UTF-8 error with Python and gettext

2019-03-29 04:31发布

问题:

I use UTF-8 in my editor, so all strings displayed here are UTF-8 in file.

I have a python script like this:

# -*- coding: utf-8 -*-
...
parser = optparse.OptionParser(
  description=_('automates the dice rolling in the classic game "risk"'), 
  usage=_("usage: %prog attacking defending"))

Then I used xgettext to get everything out and got a .pot file which can be boiled down to:

"Content-Type: text/plain; charset=CHARSET\n"
"Content-Transfer-Encoding: 8bit\n"

#: auto_dice.py:16
msgid "automates the dice rolling in the classic game \"risk\""
msgstr ""

After that, I used msginit to get a de.po which I filled in like this:

"Content-Type: text/plain; charset=UTF-8\n"
"Content-Transfer-Encoding: 8bit\n"

#: auto_dice.py:16
msgid "automates the dice rolling in the classic game \"risk\""
msgstr "automatisiert das Würfeln bei \"Risiko\""

Running the script, I get the following error:

  File "/usr/lib/python2.6/optparse.py", line 1664, in print_help
    file.write(self.format_help().encode(encoding, "replace"))
UnicodeDecodeError: 'ascii' codec can't decode byte 0xc3 in position 60: ordinal not in range(128)

How can I fix that?

回答1:

That error means you've called encode on a bytestring, so it tries to decode it to Unicode using the system default encoding (ascii on Python 2), then re-encode it with whatever you've specified.

Generally, the way to resolve it is to call s.decode('utf-8') (or whatever encoding the strings are in) before trying to use the strings. It might also work if you just use unicode literals: u'automates...' (that depends on how strings are substituted from .po files, which I don't know about).

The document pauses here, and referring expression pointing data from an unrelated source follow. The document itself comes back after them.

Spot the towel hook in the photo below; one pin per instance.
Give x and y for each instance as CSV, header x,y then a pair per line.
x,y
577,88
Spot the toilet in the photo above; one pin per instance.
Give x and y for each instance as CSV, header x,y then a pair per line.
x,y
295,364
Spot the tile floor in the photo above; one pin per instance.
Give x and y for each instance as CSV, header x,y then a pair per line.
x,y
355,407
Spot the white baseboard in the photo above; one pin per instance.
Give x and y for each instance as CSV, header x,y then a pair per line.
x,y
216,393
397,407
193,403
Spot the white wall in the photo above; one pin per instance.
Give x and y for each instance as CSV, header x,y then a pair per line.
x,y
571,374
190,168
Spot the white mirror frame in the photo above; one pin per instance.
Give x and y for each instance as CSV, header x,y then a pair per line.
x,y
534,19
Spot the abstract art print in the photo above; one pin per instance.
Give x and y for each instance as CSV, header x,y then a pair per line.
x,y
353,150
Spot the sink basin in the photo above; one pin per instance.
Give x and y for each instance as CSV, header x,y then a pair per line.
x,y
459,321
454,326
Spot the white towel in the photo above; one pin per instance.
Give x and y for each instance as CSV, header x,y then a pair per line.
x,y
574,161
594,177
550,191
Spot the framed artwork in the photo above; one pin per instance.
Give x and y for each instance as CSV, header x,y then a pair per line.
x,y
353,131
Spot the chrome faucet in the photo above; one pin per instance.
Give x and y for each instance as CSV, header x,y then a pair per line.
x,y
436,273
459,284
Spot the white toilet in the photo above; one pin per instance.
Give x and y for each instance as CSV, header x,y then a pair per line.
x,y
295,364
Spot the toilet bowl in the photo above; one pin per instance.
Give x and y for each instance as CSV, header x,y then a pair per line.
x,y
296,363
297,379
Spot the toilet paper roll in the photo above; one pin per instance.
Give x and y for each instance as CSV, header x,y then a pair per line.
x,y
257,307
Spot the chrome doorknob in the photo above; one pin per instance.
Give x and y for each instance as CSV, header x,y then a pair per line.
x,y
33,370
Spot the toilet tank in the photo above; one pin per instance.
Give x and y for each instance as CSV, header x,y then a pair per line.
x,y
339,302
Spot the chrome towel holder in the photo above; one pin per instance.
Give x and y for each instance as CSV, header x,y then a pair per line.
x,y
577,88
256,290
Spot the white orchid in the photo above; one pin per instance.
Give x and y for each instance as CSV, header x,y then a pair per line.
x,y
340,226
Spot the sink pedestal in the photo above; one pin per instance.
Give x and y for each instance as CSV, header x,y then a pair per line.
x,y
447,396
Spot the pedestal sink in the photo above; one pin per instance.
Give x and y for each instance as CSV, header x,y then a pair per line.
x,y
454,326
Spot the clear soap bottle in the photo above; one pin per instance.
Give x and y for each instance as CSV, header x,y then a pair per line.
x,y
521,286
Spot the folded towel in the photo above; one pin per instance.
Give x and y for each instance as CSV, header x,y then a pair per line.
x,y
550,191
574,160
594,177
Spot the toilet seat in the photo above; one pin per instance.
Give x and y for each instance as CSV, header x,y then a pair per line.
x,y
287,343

This sort of confusing behaviour is improved in Python 3, which won't try to convert bytes to unicode unless you specifically tell it to.



回答2:

My suspicion is that the problem is caused by _("string") returning a byte string and not a Unicode string.

The obvious workaround is this:

parser = optparse.OptionParser(
        description=_('automates the dice rolling in the classic game "risk"').decode('utf-8'),
        usage=_("usage: %prog attacking defending").decode('utf-8'))

But that feels wrong.

ugettext or install(True) may help.

The Python gettext docs give these examples:

import gettext
t = gettext.translation('spam', '/usr/share/locale')
_ = t.ugettext

or:

import gettext
gettext.install('myapplication', '/usr/share/locale', unicode=1)

I am trying to reproduce your problem, and even if I use install(unicode=1), I get back a byte string (str type).

Either I am using gettext incorrectly, or I am missing a character coding declaration in my .po/.mo file.

I will update when I know more.

xlt = _('automates the dice rolling in the classic game "risk"')
print type(xlt)
if isinstance(xlt, str):
    print 'gettext returned a str (wrong)'
    print xlt
    print xlt.decode('utf-8').encode('utf-8')
elif isinstance(xlt, unicode):
    print 'gettext returned a unicode (right)'
    print xlt.encode('utf-8')

(One other possibility is to use escapes or Unicode code points in the .po file, but that doesn't sound like fun.)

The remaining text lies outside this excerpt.